I think it’s also common knowledge that most of these HR moves aren’t public record. IA ones yes, Personnel files no.
Cops only leak news about suspensions, but not terminations? I'm having a hard time following this logic.
(I never said or implied that "HR moves" are public record.)
I generally respect your contributions here. Don't call me "bud," it's beneath you.
Employees resign, transfer, get fired often. Really not much more to it than that. Don’t think most of the suspensions get published either?
The bud comment was in response to your comment about people losing their jobs for this stuff. Of the 100 OUIs in the state this weekend how many people will be fired because of it? Probably close to zero. Larceny charges will most likely be similar unless they happen on company time.
I have other things to do than set up Google Alerts to track all BPD punishments. But my original comment was that I see a lot more articles (in my browsing) that involve suspensions than I do terminations. So either (1) I'm reading bizarrely sorted articles and missing all of the terminations; or (2) there are not many terminations that are reported.
I can't see why (1) would be the case. I also can't see why reporters would be getting more information about suspensions than terminations, and thus not publishing stories about terminations that occurred. I also think that I am not the only person who has the impression that news of BPD terminations is hard to come by.
So those are all the reasons for my original questions.

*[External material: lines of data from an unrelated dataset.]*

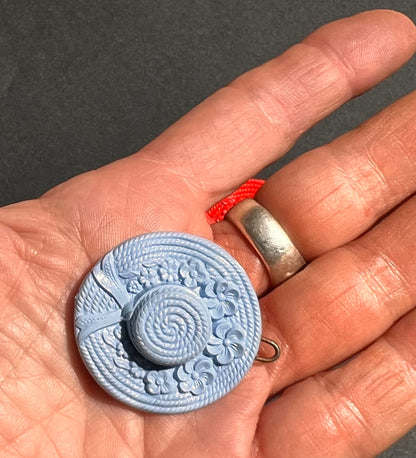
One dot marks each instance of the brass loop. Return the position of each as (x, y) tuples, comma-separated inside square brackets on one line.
[(276, 348)]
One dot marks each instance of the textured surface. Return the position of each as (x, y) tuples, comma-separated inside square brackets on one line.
[(83, 84), (167, 322)]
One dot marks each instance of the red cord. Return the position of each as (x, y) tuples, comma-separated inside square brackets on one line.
[(248, 190)]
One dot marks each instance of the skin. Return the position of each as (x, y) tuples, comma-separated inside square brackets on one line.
[(349, 207)]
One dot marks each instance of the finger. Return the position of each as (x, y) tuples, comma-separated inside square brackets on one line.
[(259, 116), (331, 195), (358, 409), (344, 299), (256, 118)]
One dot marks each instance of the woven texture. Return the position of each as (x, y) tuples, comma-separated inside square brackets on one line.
[(167, 322)]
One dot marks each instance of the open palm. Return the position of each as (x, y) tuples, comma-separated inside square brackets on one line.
[(356, 297)]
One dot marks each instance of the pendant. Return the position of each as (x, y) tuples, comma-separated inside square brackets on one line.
[(167, 322)]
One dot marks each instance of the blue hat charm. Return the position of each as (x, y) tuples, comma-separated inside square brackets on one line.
[(167, 322)]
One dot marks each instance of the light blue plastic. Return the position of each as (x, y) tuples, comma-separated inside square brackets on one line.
[(167, 322)]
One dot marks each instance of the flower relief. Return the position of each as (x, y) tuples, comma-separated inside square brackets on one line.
[(168, 270), (192, 272), (222, 299), (227, 343), (159, 382), (195, 376)]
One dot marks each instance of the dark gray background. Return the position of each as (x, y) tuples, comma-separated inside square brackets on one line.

I’m guessing there are 100x the amount of suspensions or disciplinary actions as there are terminations (as there would be in any job). But I would also agree than many are forced to resign or sign last chance agreements and the like.

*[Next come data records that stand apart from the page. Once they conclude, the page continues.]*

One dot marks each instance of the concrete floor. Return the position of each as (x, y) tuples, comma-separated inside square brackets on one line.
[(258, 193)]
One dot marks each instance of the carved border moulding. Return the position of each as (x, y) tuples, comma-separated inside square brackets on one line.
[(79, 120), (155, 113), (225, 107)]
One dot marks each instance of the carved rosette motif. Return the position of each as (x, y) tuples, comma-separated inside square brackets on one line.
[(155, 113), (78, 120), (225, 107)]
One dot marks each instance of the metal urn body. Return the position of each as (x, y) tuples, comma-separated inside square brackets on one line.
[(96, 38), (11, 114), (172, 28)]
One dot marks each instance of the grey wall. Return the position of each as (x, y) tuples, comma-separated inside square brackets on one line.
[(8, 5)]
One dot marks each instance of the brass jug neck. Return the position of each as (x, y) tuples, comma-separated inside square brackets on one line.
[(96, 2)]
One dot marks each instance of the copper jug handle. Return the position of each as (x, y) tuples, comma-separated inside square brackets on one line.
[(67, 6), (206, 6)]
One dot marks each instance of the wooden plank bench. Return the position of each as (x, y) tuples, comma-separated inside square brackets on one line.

But the terminations don’t usually come after the suspensions you might read about? I dunno I don’t follow them that close to have a count either.
If HR finds out about OUI or larcency, there is very likely to be a termination unless it's prohibited by law. That's a fact.
A Newton school teacher who gets arrested for larceny or ouil in Wellesley would get fired? For the police the guilty doesn’t even matter. Officers can be suspended for not guilty verdicts.
And forget about a teacher, what about a waiter, bartender, auto mechanic, lawyer, judge, doctor…? Hell doctors get arrested all the time in Boston for domestic violence charges and get ROs against them and I never see them losing their jobs over it. I could be wrong?
for being so stupid thinking that a casino doesn’t have security cameras everywhere.
if i'm not mistaken, this city employee makes more money than any city councilor
I'd rather cops be well paid and held to a high standard vs the later. As of right now this officer is paying a higher price for a lesser crime vs Councilor licenses-are-optional. (Has she reimbursed the homeowner for the damage she caused?)
Police should be like doctors: Well paid but with extensive training and highly regulated.
Well, that's just the point, they are barely regulated with no meaningful outside oversight. Police can do almost anything and get away with it under the current misguided judicial philosophy of "qualified immunity"
They SHOULD be highly regulated. They SHOULD be trained for 5-10 years like doctors.
It's just that isn't how things are currently done.
I have no problem with cops being paid very well if the level of training and oversight is extensive.
but it would seem to me that folks would be a little more outraged since she is paid so well
Where they say suspensions are for peons.
Having this on her record will keep her from ever having any significant impact in cases for the rest of her career, a defense lawyer will simply ask about the time she stole money and her credibility will be questioned.
previous cases where cash was involved.